Chinese painter (1902–1967)

Chen Yuandu (陳緣督) (March 1902 – December 1967) was a Chinese painter who played a significant role in the localisation of Christian paintings in modern China. Under the influence of the Catholic Cardinal Celso Constantini, He became Catholic and was baptised as Luke Chen in 1932. He was also professor of National Peking Arts College, the Beijing Academy of Fine Arts, Fine Arts Department of Fu Jen Catholic University, lecturer of Beijing Art Teachers College at the Central Academy of Arts, professor of Chinese Artists Association.

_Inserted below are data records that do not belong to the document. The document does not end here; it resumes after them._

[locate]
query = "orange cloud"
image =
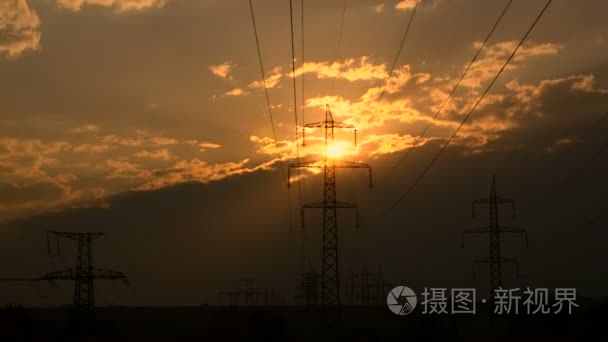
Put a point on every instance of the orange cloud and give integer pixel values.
(271, 81)
(406, 5)
(19, 28)
(119, 6)
(351, 69)
(235, 92)
(494, 56)
(222, 70)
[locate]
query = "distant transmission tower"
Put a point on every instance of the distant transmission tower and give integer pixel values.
(84, 273)
(330, 283)
(495, 260)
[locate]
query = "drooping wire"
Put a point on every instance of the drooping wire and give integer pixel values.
(407, 30)
(339, 44)
(302, 67)
(257, 43)
(295, 101)
(274, 134)
(436, 157)
(447, 99)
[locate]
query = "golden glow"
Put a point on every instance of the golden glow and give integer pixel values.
(339, 149)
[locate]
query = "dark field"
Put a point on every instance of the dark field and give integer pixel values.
(358, 323)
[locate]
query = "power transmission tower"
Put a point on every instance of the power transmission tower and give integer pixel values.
(309, 287)
(495, 260)
(84, 273)
(330, 283)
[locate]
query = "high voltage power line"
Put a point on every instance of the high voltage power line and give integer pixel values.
(436, 157)
(295, 101)
(257, 43)
(447, 99)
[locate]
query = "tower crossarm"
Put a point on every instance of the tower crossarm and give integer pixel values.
(480, 230)
(339, 205)
(499, 200)
(319, 164)
(502, 260)
(514, 231)
(329, 124)
(72, 273)
(76, 236)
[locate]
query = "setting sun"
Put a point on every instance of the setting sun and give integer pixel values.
(340, 149)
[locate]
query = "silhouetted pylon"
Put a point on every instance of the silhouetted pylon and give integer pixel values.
(330, 283)
(495, 260)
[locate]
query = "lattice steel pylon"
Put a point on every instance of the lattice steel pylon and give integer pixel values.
(330, 277)
(84, 273)
(495, 260)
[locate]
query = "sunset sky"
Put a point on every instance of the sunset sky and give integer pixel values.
(105, 101)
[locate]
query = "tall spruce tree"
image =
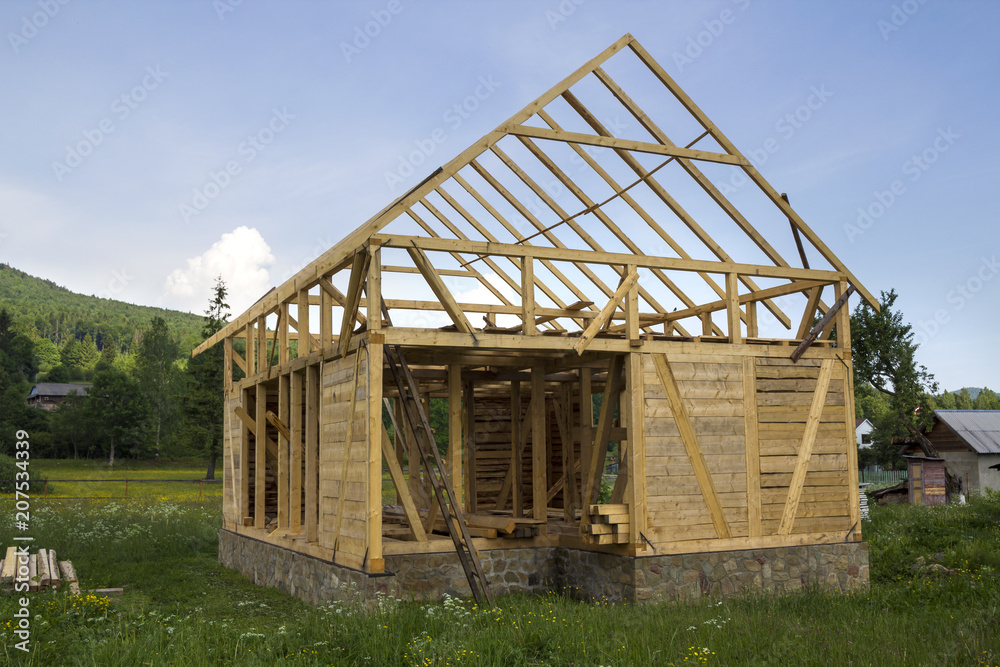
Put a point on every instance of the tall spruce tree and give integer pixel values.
(157, 376)
(203, 405)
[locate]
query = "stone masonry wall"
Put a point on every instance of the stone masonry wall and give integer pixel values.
(581, 574)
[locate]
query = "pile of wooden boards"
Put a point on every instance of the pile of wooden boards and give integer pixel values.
(608, 525)
(479, 525)
(44, 571)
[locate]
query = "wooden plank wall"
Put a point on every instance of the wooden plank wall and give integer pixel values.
(337, 383)
(784, 394)
(713, 390)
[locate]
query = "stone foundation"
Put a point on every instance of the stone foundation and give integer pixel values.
(582, 574)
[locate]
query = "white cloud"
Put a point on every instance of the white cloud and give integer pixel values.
(241, 257)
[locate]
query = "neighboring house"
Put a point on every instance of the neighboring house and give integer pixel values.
(969, 442)
(863, 430)
(47, 395)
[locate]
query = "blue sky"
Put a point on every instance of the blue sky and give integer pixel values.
(120, 121)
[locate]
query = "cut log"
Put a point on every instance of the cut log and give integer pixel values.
(44, 577)
(33, 572)
(9, 566)
(54, 579)
(69, 576)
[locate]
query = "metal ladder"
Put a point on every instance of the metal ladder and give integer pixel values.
(413, 409)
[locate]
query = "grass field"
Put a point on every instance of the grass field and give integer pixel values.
(104, 482)
(181, 607)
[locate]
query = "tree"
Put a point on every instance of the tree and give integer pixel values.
(986, 400)
(117, 409)
(885, 359)
(203, 404)
(71, 423)
(157, 376)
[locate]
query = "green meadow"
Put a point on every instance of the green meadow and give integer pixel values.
(934, 600)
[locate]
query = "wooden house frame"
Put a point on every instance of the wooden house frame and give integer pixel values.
(728, 440)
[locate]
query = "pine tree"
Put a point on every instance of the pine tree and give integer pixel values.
(205, 390)
(157, 376)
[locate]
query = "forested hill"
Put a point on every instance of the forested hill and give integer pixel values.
(59, 314)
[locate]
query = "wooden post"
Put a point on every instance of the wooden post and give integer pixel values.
(750, 421)
(305, 338)
(633, 405)
(261, 343)
(586, 429)
(733, 307)
(470, 445)
(245, 461)
(374, 391)
(313, 376)
(260, 455)
(528, 297)
(455, 431)
(539, 445)
(325, 319)
(373, 290)
(283, 451)
(295, 445)
(282, 338)
(844, 348)
(227, 364)
(516, 465)
(632, 308)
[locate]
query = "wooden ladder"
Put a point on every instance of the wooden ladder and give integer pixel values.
(416, 416)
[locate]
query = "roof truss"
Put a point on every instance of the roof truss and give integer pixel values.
(544, 215)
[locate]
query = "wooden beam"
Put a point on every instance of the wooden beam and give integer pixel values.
(402, 488)
(752, 446)
(373, 289)
(624, 144)
(440, 290)
(733, 308)
(359, 271)
(605, 313)
(806, 447)
(827, 320)
(528, 324)
(805, 324)
(726, 144)
(690, 440)
(539, 445)
(564, 254)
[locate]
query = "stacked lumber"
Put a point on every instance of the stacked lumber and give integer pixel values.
(479, 525)
(45, 570)
(608, 525)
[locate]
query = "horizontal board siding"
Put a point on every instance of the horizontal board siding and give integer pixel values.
(337, 383)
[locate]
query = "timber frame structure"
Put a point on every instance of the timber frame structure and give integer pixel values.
(543, 292)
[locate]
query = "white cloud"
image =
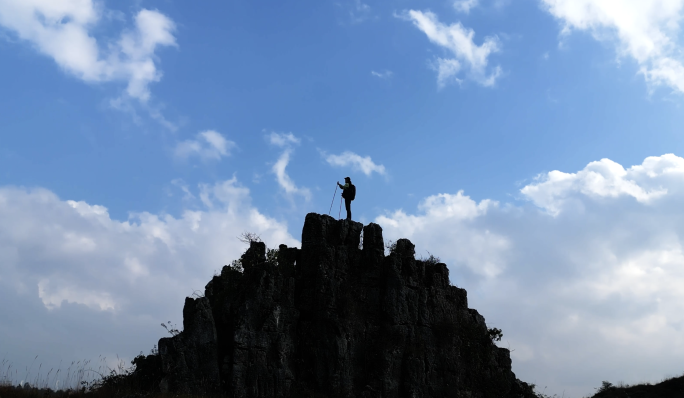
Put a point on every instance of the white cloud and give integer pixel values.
(646, 31)
(62, 30)
(359, 11)
(457, 40)
(386, 74)
(604, 178)
(357, 162)
(209, 145)
(581, 288)
(284, 181)
(282, 139)
(465, 6)
(83, 284)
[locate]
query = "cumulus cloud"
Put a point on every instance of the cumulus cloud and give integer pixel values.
(580, 288)
(603, 178)
(357, 162)
(63, 31)
(286, 141)
(209, 145)
(459, 41)
(83, 283)
(465, 6)
(645, 31)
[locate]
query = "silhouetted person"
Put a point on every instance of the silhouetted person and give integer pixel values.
(349, 194)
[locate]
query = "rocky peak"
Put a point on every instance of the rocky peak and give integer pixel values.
(336, 318)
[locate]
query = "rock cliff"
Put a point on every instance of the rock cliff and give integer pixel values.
(336, 318)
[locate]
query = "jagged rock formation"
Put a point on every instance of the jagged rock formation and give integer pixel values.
(333, 319)
(669, 388)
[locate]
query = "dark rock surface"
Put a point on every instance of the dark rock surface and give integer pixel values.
(333, 319)
(669, 388)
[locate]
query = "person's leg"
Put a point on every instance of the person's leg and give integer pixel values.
(347, 205)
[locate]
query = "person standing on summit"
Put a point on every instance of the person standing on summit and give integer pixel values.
(349, 194)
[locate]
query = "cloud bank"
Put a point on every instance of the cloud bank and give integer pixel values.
(83, 284)
(582, 280)
(646, 31)
(582, 276)
(63, 30)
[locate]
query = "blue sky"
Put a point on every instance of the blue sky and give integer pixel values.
(533, 145)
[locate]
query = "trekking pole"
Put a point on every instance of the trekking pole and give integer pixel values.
(333, 201)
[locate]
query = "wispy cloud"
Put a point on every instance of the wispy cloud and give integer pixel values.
(356, 162)
(386, 74)
(63, 30)
(645, 31)
(208, 145)
(283, 139)
(457, 40)
(598, 271)
(465, 6)
(286, 141)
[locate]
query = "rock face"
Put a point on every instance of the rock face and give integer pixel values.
(333, 319)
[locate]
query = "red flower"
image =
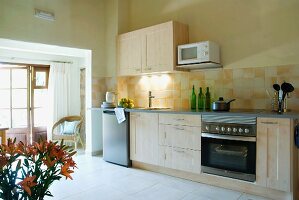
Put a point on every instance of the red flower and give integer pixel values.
(3, 161)
(66, 171)
(28, 183)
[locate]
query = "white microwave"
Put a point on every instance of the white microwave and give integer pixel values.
(200, 52)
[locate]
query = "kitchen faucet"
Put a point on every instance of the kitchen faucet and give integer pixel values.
(150, 99)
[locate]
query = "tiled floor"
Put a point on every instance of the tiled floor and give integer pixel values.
(98, 180)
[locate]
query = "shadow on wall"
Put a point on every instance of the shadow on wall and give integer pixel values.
(250, 33)
(247, 85)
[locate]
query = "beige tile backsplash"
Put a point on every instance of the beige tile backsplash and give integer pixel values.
(247, 85)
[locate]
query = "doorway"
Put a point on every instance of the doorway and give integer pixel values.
(23, 101)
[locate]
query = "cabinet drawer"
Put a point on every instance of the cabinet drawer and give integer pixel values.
(188, 137)
(180, 159)
(179, 119)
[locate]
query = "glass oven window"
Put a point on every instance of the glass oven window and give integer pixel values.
(229, 155)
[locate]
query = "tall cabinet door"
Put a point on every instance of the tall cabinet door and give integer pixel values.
(144, 138)
(274, 153)
(159, 48)
(129, 53)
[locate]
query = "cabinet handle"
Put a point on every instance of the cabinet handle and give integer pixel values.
(179, 151)
(269, 122)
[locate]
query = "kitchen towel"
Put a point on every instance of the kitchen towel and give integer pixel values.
(120, 114)
(297, 136)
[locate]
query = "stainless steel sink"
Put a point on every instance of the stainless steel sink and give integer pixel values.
(153, 108)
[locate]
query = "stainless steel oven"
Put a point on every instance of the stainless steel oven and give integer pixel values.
(228, 146)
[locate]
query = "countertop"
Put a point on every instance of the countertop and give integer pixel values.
(234, 112)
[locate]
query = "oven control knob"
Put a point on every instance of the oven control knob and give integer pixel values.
(207, 128)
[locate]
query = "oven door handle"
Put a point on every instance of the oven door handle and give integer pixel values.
(228, 137)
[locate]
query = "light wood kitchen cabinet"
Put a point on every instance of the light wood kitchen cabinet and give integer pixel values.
(180, 136)
(144, 137)
(151, 49)
(129, 51)
(180, 142)
(180, 158)
(273, 168)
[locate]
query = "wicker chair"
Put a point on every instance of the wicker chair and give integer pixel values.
(74, 136)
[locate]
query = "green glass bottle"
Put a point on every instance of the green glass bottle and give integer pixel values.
(208, 99)
(193, 99)
(201, 100)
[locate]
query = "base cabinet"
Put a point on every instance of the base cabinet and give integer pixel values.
(179, 158)
(180, 142)
(144, 137)
(273, 168)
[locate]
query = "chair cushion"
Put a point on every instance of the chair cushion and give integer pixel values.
(69, 127)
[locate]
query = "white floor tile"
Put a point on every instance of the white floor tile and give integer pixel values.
(251, 197)
(96, 179)
(160, 191)
(213, 193)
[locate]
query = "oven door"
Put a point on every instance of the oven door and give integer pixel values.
(230, 156)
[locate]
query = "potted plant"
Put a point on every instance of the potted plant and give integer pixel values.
(27, 171)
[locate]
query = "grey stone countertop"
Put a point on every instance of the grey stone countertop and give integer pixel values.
(238, 112)
(234, 112)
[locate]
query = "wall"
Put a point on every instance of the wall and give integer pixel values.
(247, 85)
(77, 24)
(250, 33)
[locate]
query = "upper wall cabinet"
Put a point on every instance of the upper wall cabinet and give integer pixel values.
(152, 49)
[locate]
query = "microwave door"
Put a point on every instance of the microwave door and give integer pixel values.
(188, 55)
(203, 52)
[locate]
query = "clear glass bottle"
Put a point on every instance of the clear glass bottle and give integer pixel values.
(193, 99)
(208, 99)
(201, 100)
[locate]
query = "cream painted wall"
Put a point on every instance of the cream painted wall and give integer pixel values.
(78, 24)
(251, 33)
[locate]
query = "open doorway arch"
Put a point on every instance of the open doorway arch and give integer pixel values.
(35, 53)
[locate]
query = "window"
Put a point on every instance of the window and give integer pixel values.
(17, 97)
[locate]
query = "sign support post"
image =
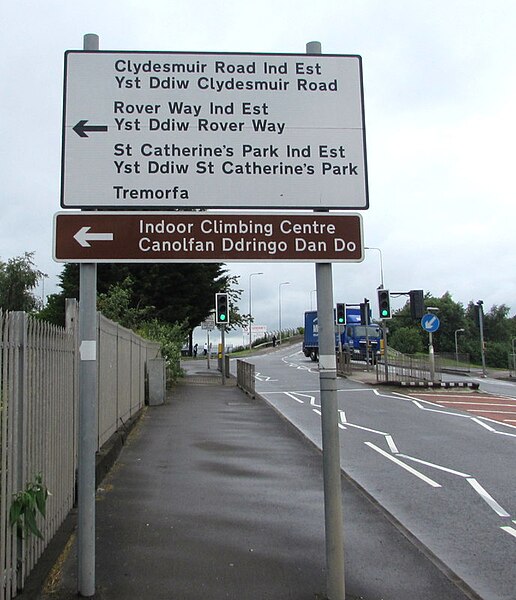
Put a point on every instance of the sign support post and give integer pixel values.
(87, 414)
(333, 519)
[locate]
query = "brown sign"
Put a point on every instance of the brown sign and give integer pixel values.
(207, 237)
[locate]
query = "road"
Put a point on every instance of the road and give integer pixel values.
(448, 475)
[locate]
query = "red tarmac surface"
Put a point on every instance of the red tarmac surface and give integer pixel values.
(497, 408)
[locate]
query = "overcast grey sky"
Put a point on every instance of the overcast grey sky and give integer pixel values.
(440, 92)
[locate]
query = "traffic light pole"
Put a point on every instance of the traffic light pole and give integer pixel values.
(223, 344)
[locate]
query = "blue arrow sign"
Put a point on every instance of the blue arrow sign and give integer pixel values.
(430, 323)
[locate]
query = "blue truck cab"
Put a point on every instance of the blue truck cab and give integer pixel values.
(353, 336)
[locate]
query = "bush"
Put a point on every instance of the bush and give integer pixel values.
(406, 340)
(171, 337)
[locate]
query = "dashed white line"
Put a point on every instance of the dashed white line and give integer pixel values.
(440, 467)
(486, 496)
(509, 530)
(403, 465)
(392, 446)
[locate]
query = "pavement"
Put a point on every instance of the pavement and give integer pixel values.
(215, 496)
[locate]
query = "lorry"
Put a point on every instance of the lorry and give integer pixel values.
(353, 336)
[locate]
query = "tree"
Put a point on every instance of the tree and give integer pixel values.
(18, 277)
(177, 292)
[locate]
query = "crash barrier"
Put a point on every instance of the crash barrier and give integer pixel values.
(38, 422)
(245, 377)
(405, 368)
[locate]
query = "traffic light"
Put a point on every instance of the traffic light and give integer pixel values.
(341, 314)
(364, 312)
(417, 305)
(384, 304)
(221, 309)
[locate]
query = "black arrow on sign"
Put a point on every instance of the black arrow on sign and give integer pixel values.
(81, 129)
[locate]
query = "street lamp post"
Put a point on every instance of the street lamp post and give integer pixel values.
(250, 309)
(279, 306)
(457, 345)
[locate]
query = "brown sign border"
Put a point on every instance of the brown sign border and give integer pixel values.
(152, 237)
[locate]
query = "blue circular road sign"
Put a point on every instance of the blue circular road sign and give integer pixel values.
(430, 323)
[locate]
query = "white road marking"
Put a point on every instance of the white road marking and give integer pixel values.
(391, 444)
(294, 397)
(403, 465)
(484, 494)
(509, 530)
(440, 467)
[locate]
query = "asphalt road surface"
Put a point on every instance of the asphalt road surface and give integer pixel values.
(443, 464)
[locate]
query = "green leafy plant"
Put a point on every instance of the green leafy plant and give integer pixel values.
(26, 505)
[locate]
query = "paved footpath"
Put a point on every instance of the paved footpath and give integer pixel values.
(215, 497)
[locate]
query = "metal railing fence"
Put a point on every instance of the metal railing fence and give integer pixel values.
(408, 368)
(37, 416)
(38, 419)
(245, 377)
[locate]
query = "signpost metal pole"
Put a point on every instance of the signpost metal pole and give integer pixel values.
(480, 305)
(223, 344)
(329, 419)
(87, 415)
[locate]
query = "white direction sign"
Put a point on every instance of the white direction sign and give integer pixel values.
(178, 130)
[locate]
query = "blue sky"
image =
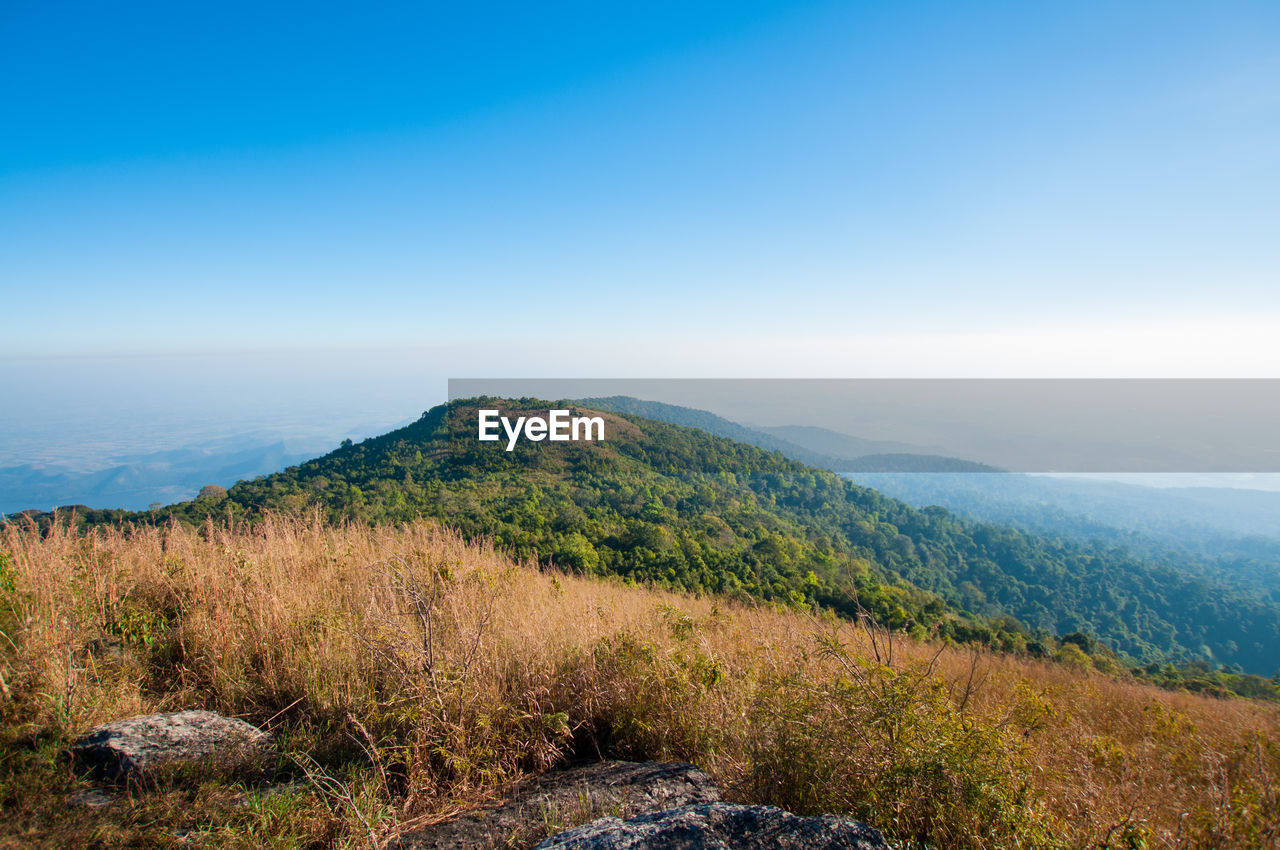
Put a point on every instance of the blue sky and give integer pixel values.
(799, 187)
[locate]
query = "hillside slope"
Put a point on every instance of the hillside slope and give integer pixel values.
(682, 508)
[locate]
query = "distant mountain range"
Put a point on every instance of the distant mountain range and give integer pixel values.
(817, 447)
(682, 507)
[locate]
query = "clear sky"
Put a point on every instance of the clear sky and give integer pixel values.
(804, 188)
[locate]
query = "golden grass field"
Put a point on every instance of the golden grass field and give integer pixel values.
(408, 675)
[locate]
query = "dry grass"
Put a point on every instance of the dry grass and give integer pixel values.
(408, 675)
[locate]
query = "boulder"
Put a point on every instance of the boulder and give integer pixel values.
(563, 798)
(137, 745)
(720, 826)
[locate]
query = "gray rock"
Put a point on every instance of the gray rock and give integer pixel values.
(720, 826)
(137, 745)
(560, 799)
(90, 799)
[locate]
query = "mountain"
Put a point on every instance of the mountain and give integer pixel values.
(136, 481)
(1230, 534)
(680, 507)
(812, 446)
(837, 444)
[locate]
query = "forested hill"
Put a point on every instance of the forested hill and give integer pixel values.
(681, 507)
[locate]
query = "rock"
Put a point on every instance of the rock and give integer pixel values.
(563, 798)
(90, 799)
(720, 826)
(137, 745)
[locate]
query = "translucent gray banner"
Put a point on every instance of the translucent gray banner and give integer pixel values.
(944, 425)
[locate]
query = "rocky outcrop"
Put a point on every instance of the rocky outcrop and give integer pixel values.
(565, 798)
(138, 745)
(720, 826)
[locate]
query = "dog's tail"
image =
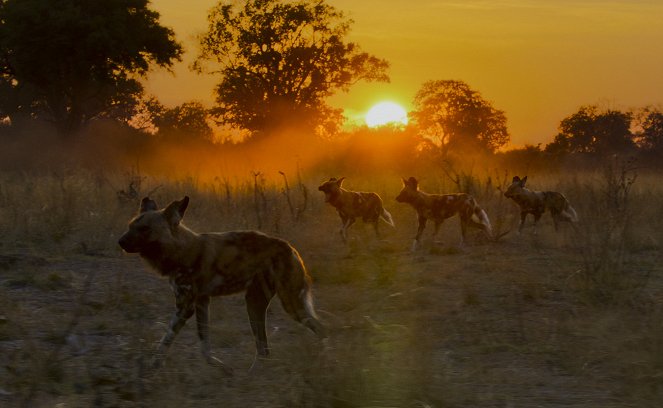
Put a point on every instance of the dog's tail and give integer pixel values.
(570, 213)
(386, 216)
(480, 216)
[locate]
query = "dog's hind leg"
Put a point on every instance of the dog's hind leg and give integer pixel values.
(258, 295)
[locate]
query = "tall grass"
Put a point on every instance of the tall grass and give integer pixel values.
(519, 322)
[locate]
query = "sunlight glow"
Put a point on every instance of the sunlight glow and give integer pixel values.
(386, 113)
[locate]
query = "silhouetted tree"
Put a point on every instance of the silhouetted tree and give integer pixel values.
(279, 61)
(650, 136)
(591, 130)
(69, 61)
(454, 117)
(187, 121)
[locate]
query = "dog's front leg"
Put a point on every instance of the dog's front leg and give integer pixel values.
(344, 230)
(183, 313)
(523, 215)
(420, 231)
(202, 323)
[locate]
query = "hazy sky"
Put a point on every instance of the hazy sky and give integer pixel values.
(537, 60)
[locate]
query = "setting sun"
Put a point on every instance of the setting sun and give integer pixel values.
(385, 113)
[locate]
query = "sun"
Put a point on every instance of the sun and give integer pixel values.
(386, 113)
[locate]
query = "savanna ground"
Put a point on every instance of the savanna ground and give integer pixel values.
(544, 319)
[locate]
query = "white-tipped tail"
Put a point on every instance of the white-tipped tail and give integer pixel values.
(387, 217)
(570, 213)
(481, 217)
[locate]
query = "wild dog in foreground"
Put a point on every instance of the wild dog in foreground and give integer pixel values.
(537, 202)
(353, 204)
(439, 207)
(200, 266)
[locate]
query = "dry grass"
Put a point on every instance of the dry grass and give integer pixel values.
(532, 320)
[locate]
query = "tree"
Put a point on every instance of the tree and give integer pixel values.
(70, 61)
(453, 117)
(650, 136)
(591, 130)
(279, 61)
(188, 120)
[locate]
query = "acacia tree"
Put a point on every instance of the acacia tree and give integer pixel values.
(650, 136)
(69, 61)
(188, 120)
(279, 61)
(594, 131)
(451, 117)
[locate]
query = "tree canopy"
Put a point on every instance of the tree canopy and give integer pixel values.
(454, 117)
(595, 131)
(279, 61)
(69, 61)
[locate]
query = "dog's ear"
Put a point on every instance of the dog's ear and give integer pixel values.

He was born in Meixian in Guangdong Province. At the age of 17, he became an apprentice of the master of Chinese painting, Jin Beilou, who founded the Chinese Painting Research Association and the Lake Club Painting Association, the latter of which become the Chinese Painting Academy after 1949. Chen joined both Associations in 1923 and in 1927, respectively.

In 1922, Celso Costantini was appointed by Pope Pius XI as the first Apostolic Delegate to China. In 1930, under the leadership of Costantini, Fu Jen Catholic University established its Department of Fine Arts, which aimed to "use native art as a means of spreading the Catholic faith." Although Chen Yuandu then was not a Christian, Constaniti invited him Yuandu to join the newly established department. Chen later became attracted by Christian arts and faith, and was baptised in 1932. Through his role in Fu Jen, he began to exert considerable influence on generations of Christian painters in modern China.

Chen was persecuted during the Cultural Revolution and committed suicide in 1967.